Long-read metagenomics: DNA extraction and nanopore sequencing

Our study focuses on the microbiome analysis of a single faecal sample of a healthy dog. Using the same faecal sample, we extracted high-molecular-weight DNA with a Quick-DNA HMW MagBead kit (Zymo Research) and non-high-molecular-weight DNA with a DNA miniprep kit (Zymo Research). We prepared a sequencing library for each DNA extraction using the Ligation Sequencing kit 1D (SQK-LSK109; Oxford Nanopore Technologies) and sequenced each of them in a flowcell R9.4.1 using MinION (Oxford Nanopore Technologies). After the two nanopore runs, we obtained a total of 16.94 million reads (36.05 Gb). Further details have been described previously [10].

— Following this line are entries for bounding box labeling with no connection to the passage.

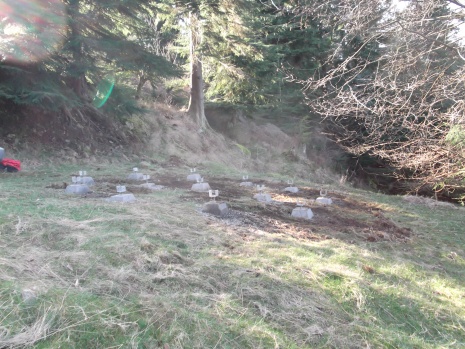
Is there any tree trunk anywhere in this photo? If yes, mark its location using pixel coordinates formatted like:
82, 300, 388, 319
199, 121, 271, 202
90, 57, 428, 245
67, 0, 90, 102
187, 12, 209, 130
136, 73, 149, 99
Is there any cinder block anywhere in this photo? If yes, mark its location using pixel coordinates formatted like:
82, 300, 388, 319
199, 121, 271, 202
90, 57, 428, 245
202, 201, 229, 217
187, 173, 202, 182
284, 187, 299, 193
291, 207, 313, 219
191, 183, 211, 193
107, 193, 136, 202
315, 197, 333, 205
253, 194, 273, 202
65, 184, 89, 195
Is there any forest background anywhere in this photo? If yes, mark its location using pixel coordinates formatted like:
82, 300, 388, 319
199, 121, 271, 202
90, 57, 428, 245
0, 0, 465, 201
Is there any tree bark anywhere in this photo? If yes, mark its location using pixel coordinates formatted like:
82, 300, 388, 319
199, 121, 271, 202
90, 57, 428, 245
136, 73, 149, 99
67, 0, 90, 101
187, 12, 209, 130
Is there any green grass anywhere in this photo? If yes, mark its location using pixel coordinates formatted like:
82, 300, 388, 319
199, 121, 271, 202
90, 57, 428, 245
0, 163, 465, 349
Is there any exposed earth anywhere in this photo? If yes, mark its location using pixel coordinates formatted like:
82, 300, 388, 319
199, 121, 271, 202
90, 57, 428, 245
48, 167, 412, 243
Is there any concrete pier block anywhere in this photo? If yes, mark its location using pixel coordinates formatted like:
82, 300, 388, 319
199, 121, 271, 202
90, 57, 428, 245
187, 173, 202, 182
284, 187, 299, 193
191, 183, 211, 193
81, 176, 95, 186
253, 194, 273, 202
128, 172, 144, 181
139, 183, 164, 191
107, 193, 136, 202
202, 201, 229, 217
65, 184, 90, 195
291, 207, 313, 219
315, 197, 333, 205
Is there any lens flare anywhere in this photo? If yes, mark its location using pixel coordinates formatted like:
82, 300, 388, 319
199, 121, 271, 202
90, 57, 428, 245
0, 0, 67, 62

Hi-C metagenome cross-linking and Illumina sequencing

The same faecal sample was used to generate a Hi-C library using the ProxiMeta Hi-C kit following the manufacturer’s protocol (Phase Genomics). The Hi-C method cross-links DNA molecules that are in close physical proximity within intact cells. Hi-C libraries were sequenced on an Illumina HiSeq 4000 platform, generating 75 bp paired-end reads. The Proximeta Hi-C library produced 75.01 million paired-end reads (11.40 Gb).

Metagenome assembly and deconvolution

Raw fast5 files from nanopore sequencing were basecalled using Guppy 3.4.5 (Oxford Nanopore Technologies) with high accuracy basecalling mode (dna_r9.4.1_450bps_hac.cfg). During the basecalling, the reads with an accuracy lower than seven were discarded. Before proceeding with the metagenomics assembly, we performed an error-correction step of the raw nanopore reads using canu 2.0 [25]. We merged the data from the two nanopore runs and performed the metagenome assembly with Flye 2.7 [26] (options: --nano-corr --meta, --genome-size 500 m, --plasmids). We polished the metagenome assembly with one round of medaka 1.0.1 (https://github.com/nanoporetech/medaka), including all the raw nanopore fastq files as input. We uploaded the metagenome assembly and the raw Hi-C sequencing data to the ProxiMeta cloud-based pipeline (https://proximeta.phasegenomics.com/; Phase Genomics; December 2020) [21], where it was processed, and the final metagenomic bins were retrieved.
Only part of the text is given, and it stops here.